Antara hak konsumen dan hak buruh, tidak jauh berbeda. Buruh dan konsumen hak-haknya sering dipinggirkan/dimarginalisasikan oleh produsen/pelaku usaha, terutama oleh pemilik modal besar. Ironisnya pemerintah lebih sering berpihak pada pemilik modal, daripada melindungi hak-hak buruh dan hak konsumen.

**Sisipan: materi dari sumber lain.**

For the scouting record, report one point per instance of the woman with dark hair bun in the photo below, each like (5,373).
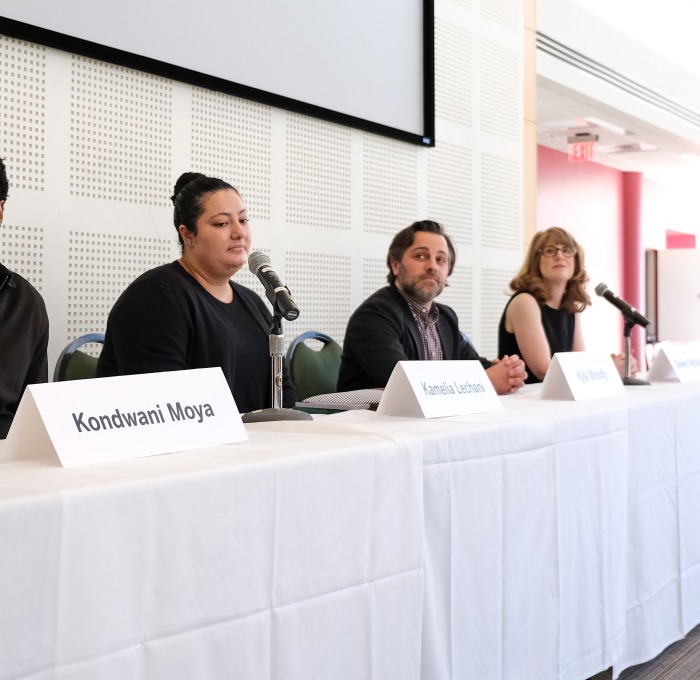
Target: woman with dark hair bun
(543,315)
(188,313)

Dalam konteks gerakan konsumen secara universal, konsumen bisa bersinergi dengan buruh, dengan cara tidak membeli/mengonsumsi produk-produk (barang dan atau jasa), yang dibuat dengan cara melanggar hak-hak buruh. Konsumen bisa melakukan boikot terhadap perusahaan yang terbukti melanggar hak-hak buruh dengan cara tidak membeli produk yang diproduksi oleh perusahaan yang bersangkutan.

Dalam konteks ini, konsumen seharusnya dalam berkonsumsi bukan hanya menuntut haknya sebagai konsumen, tetapi juga bertanggungjawab bahwa barang/jasa yang dikonsumsinya adalah barang yang tidak melanggar hak buruh, tidak melanggar HAM, tidak mencemari lingkungan, bukan perusahaan pengemplang pajak, dan barang yang legal. Dengan kata lain, jika konsumen mengonsumsi barang/jasa yang bermasalah tersebut, sama artinya konsumen mendukung pelanggaran-pelanggaran dimaksud. Konsumen yang cerdas, bukan semata konsumen yang getol menuntut haknya, tetapi juga menjadi konsumen yang bertanggungjawab.